Just purchased a manufactured home with an attached 9' x 25' bonus room that is not insulated, has sliding metal door into garage (orig owner planned it for boat) and (2) sliding glass doors to exterior. Replacing metal door with wall and new door into garage, want to install small combo heat/cool AC unit in this wall and vent into garage, is this feasible? Mounting this way should keep noise to minimum and not disturb neighbors. Any suggestions?


----------



## kok328 (Nov 18, 2008)

Obviously you can't vent the heater into the garage and if you are attempting to cool the garage then you don't want to vent the A/C into the garage either.  If you just want to vent the A/C into the garage and have the heater vented to atmosphere then you'll be fine but, your local code could beg to differ.


----------



## glennjanie (Nov 19, 2008)

Welcome Robertorae:
I perceive you are speaking of a heat pump type unit with possibly a resistance electric heater for back-up. I still would not vent either one into any enclosed space, simply because it will adversely affect the temperature in that space. Heat pumps and/or air conditioners need lots of free air flow to work thier magic.
Glenn


----------



## Square Eye (Nov 19, 2008)

When you say "vent into the garage", Are you saying you want to vent exhaust into the garage or are you trying to control the temperature in the garage??
Building codes do not allow a shared heat and air system in house and garage. The heat and air in a garage has to be a separate unit from the main house unit.
So, depending on what you're asking... ?


----------



## robertorae (Nov 19, 2008)

glennjanie answer is very close to my situation.

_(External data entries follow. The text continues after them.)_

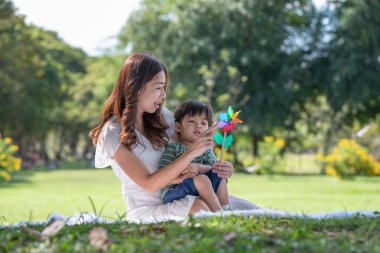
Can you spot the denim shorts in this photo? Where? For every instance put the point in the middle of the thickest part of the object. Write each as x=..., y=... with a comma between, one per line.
x=187, y=187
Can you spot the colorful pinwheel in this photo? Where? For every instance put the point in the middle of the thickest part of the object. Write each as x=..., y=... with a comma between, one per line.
x=227, y=123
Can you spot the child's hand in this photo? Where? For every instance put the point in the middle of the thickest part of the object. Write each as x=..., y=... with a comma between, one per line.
x=189, y=174
x=192, y=167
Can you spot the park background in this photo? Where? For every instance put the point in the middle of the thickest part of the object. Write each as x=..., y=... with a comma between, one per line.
x=306, y=80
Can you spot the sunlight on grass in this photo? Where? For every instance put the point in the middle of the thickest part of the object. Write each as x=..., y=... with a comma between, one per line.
x=35, y=195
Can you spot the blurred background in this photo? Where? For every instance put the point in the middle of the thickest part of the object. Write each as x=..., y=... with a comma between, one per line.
x=305, y=75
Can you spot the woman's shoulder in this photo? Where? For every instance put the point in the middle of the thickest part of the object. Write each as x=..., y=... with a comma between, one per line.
x=112, y=125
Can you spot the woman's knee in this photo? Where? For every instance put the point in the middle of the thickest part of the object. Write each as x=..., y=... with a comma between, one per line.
x=199, y=205
x=201, y=180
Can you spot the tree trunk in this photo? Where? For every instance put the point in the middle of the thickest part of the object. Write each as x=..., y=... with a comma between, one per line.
x=255, y=145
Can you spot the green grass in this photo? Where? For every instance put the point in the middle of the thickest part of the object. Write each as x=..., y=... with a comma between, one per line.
x=228, y=234
x=35, y=195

The unit I planned on buying is a LG wall mount AC unit that will reverse and act as heater. The bonus room is completely separate from home which is central air conditioned. Main idea was to cool and heat this uninsulated room only when necessary. Home is close to neighbor, wanted to reduce even small noise this unit is supposed to make. Didn't think this small unit would overheat garage but that is a good point. Thanks.


----------